HB: Well, the community definitely influenced me. I’m good friends with one of the residents who was co-managing the building with Isa for the last 30 years, and I learned a lot about her life and her activism through Martin Cox. I’ve been an activist at numerous points in my life, definitely more marches when I was younger, and now I think it’s more of a private practice for me. I try to give what I can financially and interpersonally, though there’s always a lot to learn and to do. But being in Isa’s space was really quite humbling, simply because her book collection had me thinking that I need to study harder. This woman was well-read, and if her collection is any indication of what she was going through in her life, her study of socialism, Black American history, and American, European, and African politics, is all so fascinating. I was really inspired to learn more and to actually be, hopefully, a better citizen.
SSA: How did the artist residency at Laguna Castle come about? Because it seems like it wasn’t quite formal at the time?
HB: The board of directors of the nonprofit organization that arranged the residency, Latitude for Art, invites artists, musicians, writers, and comedians to participate in creative projects across Southern California—and I was recently elected to the board, which is very exciting. It was an informal invitation by Martin Cox and Thomas DeBoe, the founding directors of Latitude for Art, so I was really honored to be the first artist in this residency’s L.A. iteration. He has lots of plans for future residencies, so it should be pretty interesting to see how things unfold there and across other interesting spaces in L.A. with different populations.
Something that I loved learning about Isa was her work with people with disabilities, and I love the idea of working with a wide variety of communities that don’t usually intersect. Martin was talking about perhaps doing some work at a senior center where everyone is involved, including the senior center’s residents, and I think that could be a really dynamic way of thinking about an artist residency. To me, art does its best work when it’s in the world, and we are of the world, so it’s really nice to try to remember our communities out here.
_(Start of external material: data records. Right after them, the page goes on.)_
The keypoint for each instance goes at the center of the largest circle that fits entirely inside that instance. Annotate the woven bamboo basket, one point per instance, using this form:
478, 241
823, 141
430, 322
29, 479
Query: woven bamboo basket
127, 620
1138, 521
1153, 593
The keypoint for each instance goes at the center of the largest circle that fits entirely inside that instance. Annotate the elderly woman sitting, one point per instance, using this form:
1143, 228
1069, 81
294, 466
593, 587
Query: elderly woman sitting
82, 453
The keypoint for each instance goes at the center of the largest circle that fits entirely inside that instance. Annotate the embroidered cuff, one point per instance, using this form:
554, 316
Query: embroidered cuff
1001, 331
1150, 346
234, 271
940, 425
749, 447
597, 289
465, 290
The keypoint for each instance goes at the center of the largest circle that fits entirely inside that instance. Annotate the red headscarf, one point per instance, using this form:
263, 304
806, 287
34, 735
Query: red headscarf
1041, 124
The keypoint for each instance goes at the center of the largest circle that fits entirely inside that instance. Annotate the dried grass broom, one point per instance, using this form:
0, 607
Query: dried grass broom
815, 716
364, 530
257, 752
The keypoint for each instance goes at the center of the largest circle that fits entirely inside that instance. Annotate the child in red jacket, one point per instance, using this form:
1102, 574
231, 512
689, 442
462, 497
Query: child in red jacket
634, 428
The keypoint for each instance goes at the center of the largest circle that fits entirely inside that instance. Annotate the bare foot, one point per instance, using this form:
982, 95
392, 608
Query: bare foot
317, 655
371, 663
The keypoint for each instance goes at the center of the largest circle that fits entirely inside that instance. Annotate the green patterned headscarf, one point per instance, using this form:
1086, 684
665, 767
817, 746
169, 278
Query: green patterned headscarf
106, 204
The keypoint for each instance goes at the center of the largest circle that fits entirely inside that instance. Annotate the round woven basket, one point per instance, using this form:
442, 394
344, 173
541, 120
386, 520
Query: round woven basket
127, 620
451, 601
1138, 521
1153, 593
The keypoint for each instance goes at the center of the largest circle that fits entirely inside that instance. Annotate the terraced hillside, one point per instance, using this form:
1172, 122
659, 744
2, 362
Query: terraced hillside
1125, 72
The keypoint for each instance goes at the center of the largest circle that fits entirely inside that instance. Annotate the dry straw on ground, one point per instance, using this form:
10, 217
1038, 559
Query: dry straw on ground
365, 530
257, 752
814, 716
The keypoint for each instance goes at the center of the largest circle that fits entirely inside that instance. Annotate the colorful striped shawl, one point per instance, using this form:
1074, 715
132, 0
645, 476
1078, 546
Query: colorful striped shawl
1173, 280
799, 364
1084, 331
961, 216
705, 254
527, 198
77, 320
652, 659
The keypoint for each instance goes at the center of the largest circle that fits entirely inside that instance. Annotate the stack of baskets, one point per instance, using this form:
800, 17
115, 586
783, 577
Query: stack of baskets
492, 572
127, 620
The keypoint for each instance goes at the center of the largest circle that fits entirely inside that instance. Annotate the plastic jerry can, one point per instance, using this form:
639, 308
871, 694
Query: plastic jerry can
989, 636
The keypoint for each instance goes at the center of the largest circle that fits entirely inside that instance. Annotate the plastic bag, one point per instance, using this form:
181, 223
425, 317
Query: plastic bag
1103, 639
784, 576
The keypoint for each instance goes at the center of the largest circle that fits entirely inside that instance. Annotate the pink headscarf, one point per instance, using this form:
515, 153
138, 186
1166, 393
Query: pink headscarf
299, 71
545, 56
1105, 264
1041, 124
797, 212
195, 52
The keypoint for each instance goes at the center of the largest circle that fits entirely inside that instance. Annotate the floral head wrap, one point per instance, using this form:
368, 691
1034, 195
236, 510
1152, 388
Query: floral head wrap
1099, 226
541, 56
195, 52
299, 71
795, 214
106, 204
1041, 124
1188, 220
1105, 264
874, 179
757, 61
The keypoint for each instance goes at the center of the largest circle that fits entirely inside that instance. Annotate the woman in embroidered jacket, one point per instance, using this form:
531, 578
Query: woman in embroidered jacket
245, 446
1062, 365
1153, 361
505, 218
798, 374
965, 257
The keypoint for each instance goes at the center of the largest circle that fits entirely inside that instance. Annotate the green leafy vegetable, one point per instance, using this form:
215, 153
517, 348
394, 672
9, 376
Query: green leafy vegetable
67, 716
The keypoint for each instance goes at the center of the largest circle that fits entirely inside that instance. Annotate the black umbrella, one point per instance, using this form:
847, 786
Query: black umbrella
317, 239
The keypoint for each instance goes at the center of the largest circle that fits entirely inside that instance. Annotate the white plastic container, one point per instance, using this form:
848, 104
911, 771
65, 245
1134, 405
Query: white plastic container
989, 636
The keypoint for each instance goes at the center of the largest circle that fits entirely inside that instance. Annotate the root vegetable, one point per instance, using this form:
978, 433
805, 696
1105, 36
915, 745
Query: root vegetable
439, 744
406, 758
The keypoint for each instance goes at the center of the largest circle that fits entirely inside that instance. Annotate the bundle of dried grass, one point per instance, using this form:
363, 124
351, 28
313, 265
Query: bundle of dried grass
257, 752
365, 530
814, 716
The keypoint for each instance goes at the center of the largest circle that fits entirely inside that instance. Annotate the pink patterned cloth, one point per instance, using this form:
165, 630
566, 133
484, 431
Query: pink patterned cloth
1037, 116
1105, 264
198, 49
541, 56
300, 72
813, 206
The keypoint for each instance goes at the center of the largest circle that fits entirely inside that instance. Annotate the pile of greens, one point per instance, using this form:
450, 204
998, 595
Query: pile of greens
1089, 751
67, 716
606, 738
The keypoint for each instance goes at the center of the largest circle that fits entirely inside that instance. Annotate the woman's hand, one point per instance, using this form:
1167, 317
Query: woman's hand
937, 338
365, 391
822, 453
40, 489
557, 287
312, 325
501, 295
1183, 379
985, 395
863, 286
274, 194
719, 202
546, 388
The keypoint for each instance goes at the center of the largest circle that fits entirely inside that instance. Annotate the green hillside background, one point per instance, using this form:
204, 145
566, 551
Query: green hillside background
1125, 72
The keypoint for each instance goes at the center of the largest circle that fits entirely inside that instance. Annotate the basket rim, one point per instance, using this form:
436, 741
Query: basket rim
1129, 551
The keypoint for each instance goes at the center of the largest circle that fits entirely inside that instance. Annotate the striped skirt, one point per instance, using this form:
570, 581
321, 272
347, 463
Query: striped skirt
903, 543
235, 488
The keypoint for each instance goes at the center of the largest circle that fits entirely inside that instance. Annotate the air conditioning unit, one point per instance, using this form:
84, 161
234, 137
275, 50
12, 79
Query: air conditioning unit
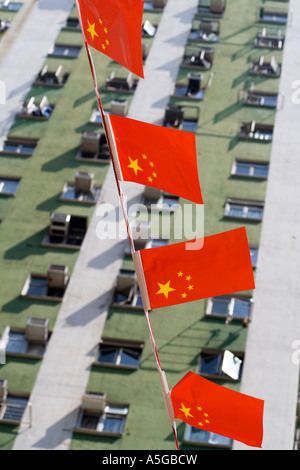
119, 107
3, 390
90, 142
217, 6
94, 401
37, 330
59, 224
57, 276
84, 182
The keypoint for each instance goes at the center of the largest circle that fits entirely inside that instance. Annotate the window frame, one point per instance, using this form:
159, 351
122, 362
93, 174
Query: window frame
120, 346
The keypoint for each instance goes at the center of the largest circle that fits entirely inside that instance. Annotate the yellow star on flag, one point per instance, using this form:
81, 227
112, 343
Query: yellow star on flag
91, 30
165, 289
134, 165
186, 411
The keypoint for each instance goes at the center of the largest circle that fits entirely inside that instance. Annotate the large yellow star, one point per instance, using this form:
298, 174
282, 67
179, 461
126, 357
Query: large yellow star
165, 289
134, 165
186, 411
91, 30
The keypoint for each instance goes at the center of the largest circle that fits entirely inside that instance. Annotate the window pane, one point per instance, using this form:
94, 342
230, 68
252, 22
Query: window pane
220, 306
210, 364
89, 421
113, 424
241, 308
130, 357
107, 355
16, 343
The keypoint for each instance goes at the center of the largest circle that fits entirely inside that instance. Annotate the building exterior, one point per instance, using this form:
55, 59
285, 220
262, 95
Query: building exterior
78, 370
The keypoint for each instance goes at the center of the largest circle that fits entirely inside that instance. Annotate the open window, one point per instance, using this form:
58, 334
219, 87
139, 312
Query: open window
199, 58
119, 353
19, 146
54, 78
50, 286
269, 40
204, 31
34, 110
101, 418
9, 185
182, 117
262, 99
262, 68
250, 169
94, 148
256, 132
229, 307
82, 190
192, 90
272, 16
65, 50
121, 84
127, 293
244, 209
29, 342
214, 362
66, 231
214, 8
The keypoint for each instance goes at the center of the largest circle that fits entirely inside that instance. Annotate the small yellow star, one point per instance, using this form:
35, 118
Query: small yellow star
186, 411
165, 289
134, 165
91, 30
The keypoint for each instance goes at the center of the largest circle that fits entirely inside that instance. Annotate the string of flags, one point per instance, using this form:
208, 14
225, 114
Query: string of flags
216, 265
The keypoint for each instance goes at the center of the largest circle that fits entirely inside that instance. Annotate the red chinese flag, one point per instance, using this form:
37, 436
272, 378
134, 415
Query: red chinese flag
181, 273
205, 405
114, 27
156, 156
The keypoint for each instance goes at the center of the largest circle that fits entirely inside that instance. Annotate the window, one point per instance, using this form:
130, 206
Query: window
237, 308
184, 118
249, 210
49, 287
261, 98
110, 422
254, 255
19, 343
213, 363
196, 436
250, 169
119, 353
94, 148
268, 16
66, 231
19, 146
9, 186
7, 5
198, 58
12, 409
269, 69
256, 132
64, 50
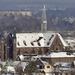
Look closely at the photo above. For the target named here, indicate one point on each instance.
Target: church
(32, 43)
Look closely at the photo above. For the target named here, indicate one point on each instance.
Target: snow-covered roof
(64, 64)
(36, 39)
(57, 55)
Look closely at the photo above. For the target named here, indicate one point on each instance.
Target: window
(48, 66)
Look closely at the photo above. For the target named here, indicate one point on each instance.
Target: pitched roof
(57, 55)
(36, 39)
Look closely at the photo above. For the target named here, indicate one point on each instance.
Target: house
(54, 57)
(32, 43)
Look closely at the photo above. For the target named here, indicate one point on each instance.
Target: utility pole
(44, 21)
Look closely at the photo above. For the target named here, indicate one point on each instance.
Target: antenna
(44, 21)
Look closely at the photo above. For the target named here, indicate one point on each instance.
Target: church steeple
(44, 21)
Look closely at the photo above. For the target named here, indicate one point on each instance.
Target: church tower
(44, 21)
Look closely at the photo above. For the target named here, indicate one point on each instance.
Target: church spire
(44, 21)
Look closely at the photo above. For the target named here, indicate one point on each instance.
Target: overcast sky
(32, 4)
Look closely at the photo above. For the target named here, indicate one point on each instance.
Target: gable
(34, 39)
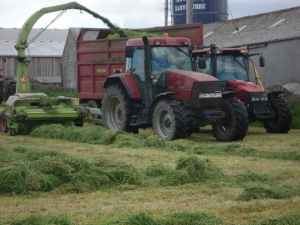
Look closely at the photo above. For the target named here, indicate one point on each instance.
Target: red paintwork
(182, 82)
(130, 83)
(242, 87)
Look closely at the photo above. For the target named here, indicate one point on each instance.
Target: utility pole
(189, 11)
(166, 12)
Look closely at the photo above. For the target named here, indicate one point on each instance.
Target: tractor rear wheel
(3, 125)
(117, 109)
(282, 121)
(11, 88)
(169, 120)
(235, 123)
(93, 104)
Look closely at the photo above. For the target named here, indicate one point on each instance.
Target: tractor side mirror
(202, 63)
(213, 49)
(262, 61)
(129, 50)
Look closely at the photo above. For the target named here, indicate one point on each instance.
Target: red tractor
(230, 66)
(2, 83)
(160, 88)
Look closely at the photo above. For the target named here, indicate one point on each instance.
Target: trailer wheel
(169, 120)
(235, 123)
(282, 121)
(93, 104)
(117, 109)
(11, 88)
(3, 125)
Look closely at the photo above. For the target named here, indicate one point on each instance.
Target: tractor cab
(226, 64)
(164, 54)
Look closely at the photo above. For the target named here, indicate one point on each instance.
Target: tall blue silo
(205, 11)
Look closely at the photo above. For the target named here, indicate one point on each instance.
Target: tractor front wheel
(3, 125)
(117, 109)
(169, 120)
(235, 123)
(282, 121)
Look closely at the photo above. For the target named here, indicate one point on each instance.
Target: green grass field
(88, 175)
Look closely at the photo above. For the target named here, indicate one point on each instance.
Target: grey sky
(126, 14)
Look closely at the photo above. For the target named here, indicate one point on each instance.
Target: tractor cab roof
(222, 51)
(160, 41)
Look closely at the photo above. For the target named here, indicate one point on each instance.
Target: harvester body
(25, 109)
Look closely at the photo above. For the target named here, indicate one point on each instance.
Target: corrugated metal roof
(261, 28)
(50, 43)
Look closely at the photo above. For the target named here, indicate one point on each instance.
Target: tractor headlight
(210, 95)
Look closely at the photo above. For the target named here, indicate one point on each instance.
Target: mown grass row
(24, 170)
(183, 218)
(99, 135)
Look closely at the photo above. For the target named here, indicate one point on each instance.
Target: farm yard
(89, 175)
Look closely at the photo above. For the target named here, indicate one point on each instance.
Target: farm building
(44, 53)
(276, 35)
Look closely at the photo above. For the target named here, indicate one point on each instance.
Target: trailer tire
(117, 109)
(93, 104)
(235, 124)
(11, 88)
(3, 124)
(282, 122)
(170, 120)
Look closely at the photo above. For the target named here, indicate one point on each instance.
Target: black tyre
(11, 89)
(93, 104)
(282, 122)
(3, 125)
(117, 109)
(235, 124)
(169, 120)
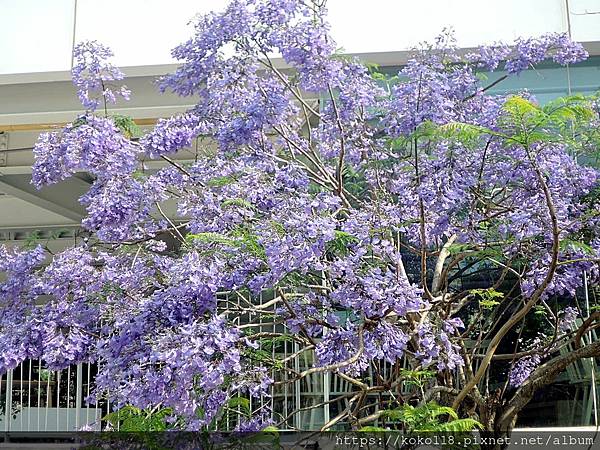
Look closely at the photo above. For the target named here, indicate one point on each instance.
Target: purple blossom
(93, 75)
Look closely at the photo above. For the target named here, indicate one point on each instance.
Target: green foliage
(488, 298)
(132, 419)
(430, 417)
(526, 123)
(416, 377)
(340, 243)
(221, 181)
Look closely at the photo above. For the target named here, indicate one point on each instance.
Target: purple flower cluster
(326, 202)
(93, 75)
(91, 144)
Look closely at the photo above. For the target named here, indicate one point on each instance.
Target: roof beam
(61, 199)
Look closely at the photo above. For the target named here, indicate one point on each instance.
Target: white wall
(37, 35)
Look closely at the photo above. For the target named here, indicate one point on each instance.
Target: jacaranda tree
(315, 181)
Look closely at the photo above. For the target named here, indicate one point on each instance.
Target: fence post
(8, 406)
(78, 395)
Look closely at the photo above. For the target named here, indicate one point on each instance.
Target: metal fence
(33, 398)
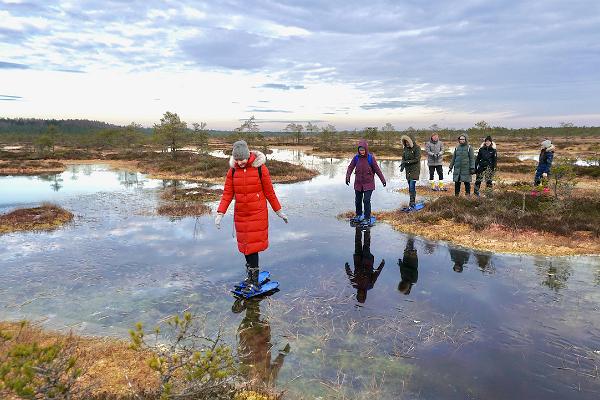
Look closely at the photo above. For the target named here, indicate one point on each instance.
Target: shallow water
(504, 327)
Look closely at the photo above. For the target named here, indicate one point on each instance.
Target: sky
(514, 63)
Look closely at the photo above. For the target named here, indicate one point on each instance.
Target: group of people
(248, 182)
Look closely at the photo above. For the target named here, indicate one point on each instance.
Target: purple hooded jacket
(365, 175)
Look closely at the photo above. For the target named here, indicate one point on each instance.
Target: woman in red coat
(249, 181)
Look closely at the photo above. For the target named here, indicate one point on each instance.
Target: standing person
(435, 149)
(485, 164)
(463, 164)
(364, 182)
(249, 181)
(545, 161)
(411, 162)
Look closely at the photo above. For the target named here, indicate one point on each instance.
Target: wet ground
(441, 322)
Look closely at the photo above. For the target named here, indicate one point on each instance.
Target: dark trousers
(252, 260)
(433, 169)
(457, 188)
(361, 198)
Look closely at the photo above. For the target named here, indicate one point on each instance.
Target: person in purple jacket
(365, 167)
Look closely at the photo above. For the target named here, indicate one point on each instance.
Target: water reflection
(409, 267)
(484, 263)
(555, 274)
(254, 344)
(459, 257)
(363, 277)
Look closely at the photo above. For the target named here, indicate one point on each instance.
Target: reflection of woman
(364, 277)
(459, 257)
(254, 338)
(409, 267)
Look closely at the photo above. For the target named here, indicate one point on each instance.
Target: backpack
(369, 160)
(259, 175)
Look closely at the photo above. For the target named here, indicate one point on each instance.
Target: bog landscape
(303, 208)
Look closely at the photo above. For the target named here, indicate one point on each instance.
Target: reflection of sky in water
(115, 265)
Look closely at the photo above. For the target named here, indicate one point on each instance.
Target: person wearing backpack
(249, 182)
(463, 164)
(485, 164)
(411, 162)
(365, 167)
(435, 150)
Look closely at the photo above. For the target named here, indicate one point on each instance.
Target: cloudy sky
(349, 63)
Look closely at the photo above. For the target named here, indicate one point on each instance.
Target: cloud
(5, 97)
(282, 86)
(267, 110)
(7, 65)
(392, 104)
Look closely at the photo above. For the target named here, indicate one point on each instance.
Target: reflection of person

SSA: You recently did a printmaking collaboration with Utopia Editions, David Zwirner’s publisher of fine art prints, featuring landscapes inspired by your garden. Did you have any previous experience with printmaking?
HB: I did not have any printmaking experience. Working with James and Peter Pettengill at Wingate Studio was the opportunity of a lifetime to learn how to make an etching. I had a really incredible time learning the process and hope to do more etchings in the future. I owe great thanks to David Zwirner and Utopia Editions for pairing me with Wingate. It’s hard for me to think of a better creative match.
SSA: Your first solo show in Asia, Last Morning at El Centro, at the CVG Foundation in Beijing, also included some paintings inspired by Laguna Castle and your garden at your old home. You recently moved, so what has it been like creating depictions of the garden in your new home?
HB: The garden landscape of my new home is still revealing herself to me. Just this morning I set up a table and chairs nestled into a large succulent patch. I think it will be a fertile place to talk to the goddess and watch the sky.
SSA: What do you have planned now that your solo shows in L.A. and Beijing are over? Are you currently working on anything else besides painting?
HB: I’m a latecomer, but I love gardening and it is absolutely my favorite activity on my days off. And my new place has a bigger yard, so I’m excited to start building some new painting compositions. I’m pretty much just going to be painting, which is such a huge blessing. And I’ll be doing some traveling, but mostly I’ll be putting together my new garden and I’m pretty excited about that. It’s part of the practice.